Università e private equity: una combinazione vincente

Il ministro britannico per la Scienza e l’Innovazione Ian Pearson ha dichiarato che il private equity, «ingiustamente denigrato » in passato, può servire a potenziare la
capacità del paese di trasformare i progressi scientifici e tecnologici in nuovi prodotti.

Secondo il ministro Pearson, il private equity è una «forza straordinariamente creativa» nell’economia britannica e una fonte di vantaggi competitivi per il paese. Data
l’ampia gamma di risorse di venture capital presenti nel Regno Unito, il paese svolge anche un ruolo di primo piano in Europa in questo campo.

«Il private equity è una componente fondamentale della linfa vitale dell’ecosistema innovativo del Regno Unito. È stato denigrato ingiustamente, spesso da chi godeva di
privilegi acquisiti […]. Il governo ha sempre sostenuto il settore del venture capital e intende continuare a promuoverlo, in quanto fattore di cambiamento positivo per la nostra economia e
importante fonte di finanziamento per le nuove imprese e le stelle del futuro nel campo della tecnologia e della biotecnologia», ha affermato il ministro.

Parlando a esponenti del settore del private equity e del venture capital il 29 ottobre a Londra, il ministro Pearson ha anche sottolineato il ruolo delle università. Le imprese
beneficiano dell’attività di ricerca svolta dalle università, che le può aiutare a migliorare in termini di efficienza e di produttività.

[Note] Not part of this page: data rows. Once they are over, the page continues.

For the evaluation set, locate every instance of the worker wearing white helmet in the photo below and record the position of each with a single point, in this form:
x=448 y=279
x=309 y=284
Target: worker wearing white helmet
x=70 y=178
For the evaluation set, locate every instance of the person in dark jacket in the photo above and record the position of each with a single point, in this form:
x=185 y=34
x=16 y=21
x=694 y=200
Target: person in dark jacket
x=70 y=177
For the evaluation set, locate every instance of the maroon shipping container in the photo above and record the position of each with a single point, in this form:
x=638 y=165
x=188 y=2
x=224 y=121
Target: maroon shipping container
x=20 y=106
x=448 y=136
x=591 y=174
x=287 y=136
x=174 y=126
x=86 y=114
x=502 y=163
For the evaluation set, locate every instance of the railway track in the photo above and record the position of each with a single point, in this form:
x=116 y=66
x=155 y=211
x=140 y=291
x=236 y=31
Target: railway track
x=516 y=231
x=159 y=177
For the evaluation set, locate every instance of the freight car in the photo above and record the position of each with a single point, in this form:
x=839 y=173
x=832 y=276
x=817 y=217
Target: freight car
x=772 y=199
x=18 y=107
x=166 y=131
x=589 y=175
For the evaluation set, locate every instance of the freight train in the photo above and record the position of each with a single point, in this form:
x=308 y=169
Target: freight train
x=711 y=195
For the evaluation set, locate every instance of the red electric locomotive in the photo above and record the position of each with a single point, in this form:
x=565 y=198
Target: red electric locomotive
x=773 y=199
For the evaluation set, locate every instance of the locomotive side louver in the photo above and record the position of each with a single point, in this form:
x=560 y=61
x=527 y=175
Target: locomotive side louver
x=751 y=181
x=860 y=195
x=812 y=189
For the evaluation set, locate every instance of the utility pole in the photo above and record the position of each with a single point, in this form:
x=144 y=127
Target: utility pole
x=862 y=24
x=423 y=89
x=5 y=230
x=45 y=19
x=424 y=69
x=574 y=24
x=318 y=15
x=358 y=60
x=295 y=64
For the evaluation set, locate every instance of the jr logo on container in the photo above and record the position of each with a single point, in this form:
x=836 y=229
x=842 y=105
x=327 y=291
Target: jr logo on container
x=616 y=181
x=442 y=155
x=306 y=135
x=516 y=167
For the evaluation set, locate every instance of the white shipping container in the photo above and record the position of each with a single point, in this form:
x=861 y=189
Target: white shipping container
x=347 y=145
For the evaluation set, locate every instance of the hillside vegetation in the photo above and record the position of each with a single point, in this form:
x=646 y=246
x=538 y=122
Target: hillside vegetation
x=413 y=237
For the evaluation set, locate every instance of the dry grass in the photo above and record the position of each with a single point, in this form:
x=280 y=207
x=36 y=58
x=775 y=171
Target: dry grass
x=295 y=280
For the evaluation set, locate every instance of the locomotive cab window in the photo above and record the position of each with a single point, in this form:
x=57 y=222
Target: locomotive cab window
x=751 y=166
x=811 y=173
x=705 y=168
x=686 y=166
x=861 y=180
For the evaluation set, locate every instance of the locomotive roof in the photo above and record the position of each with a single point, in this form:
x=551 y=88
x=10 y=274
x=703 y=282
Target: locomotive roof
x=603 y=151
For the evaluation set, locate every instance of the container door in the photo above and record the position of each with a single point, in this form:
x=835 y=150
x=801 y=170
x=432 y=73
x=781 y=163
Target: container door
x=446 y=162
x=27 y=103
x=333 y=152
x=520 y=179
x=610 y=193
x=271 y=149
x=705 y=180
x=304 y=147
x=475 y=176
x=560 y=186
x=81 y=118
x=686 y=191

Le università stesse lo hanno già ben compreso. Nel 2006 e 2007, gli istituti universitari hanno realizzato 595 Mio GBP (849 Mio EUR) da attività di ricerca collaborativa e
236 Mio GBP (337 Mio EUR) da attività di consulenza. Nello stesso periodo, sono state create 187 nuove spin-out, grazie alle quali il portafoglio di spin-out di università
britanniche costituite da oltre tre anni ha quasi raggiunto le 700 unità. Sette di queste società sono state acquistate per 2 Mrd GBP (2,85 Mrd EUR) negli ultimi due anni;
inoltre, le università hanno realizzato proventi cospicui dalla proprietà intellettuale.

«Ai fini del successo nell’economia mondiale, il Regno Unito deve competere sia con le sue imprese che con le sue università. Nel contempo, dobbiamo cooperare per sviluppare forti
collegamenti internazionali tra le nostre università e quelle presenti negli USA, in Cina e in India, rafforzare l’interazione tra imprese a livello internazionale e promuovere legami
più stretti tra le nostre università e le aziende britanniche di tutte le dimensioni», ha affermato Pearson.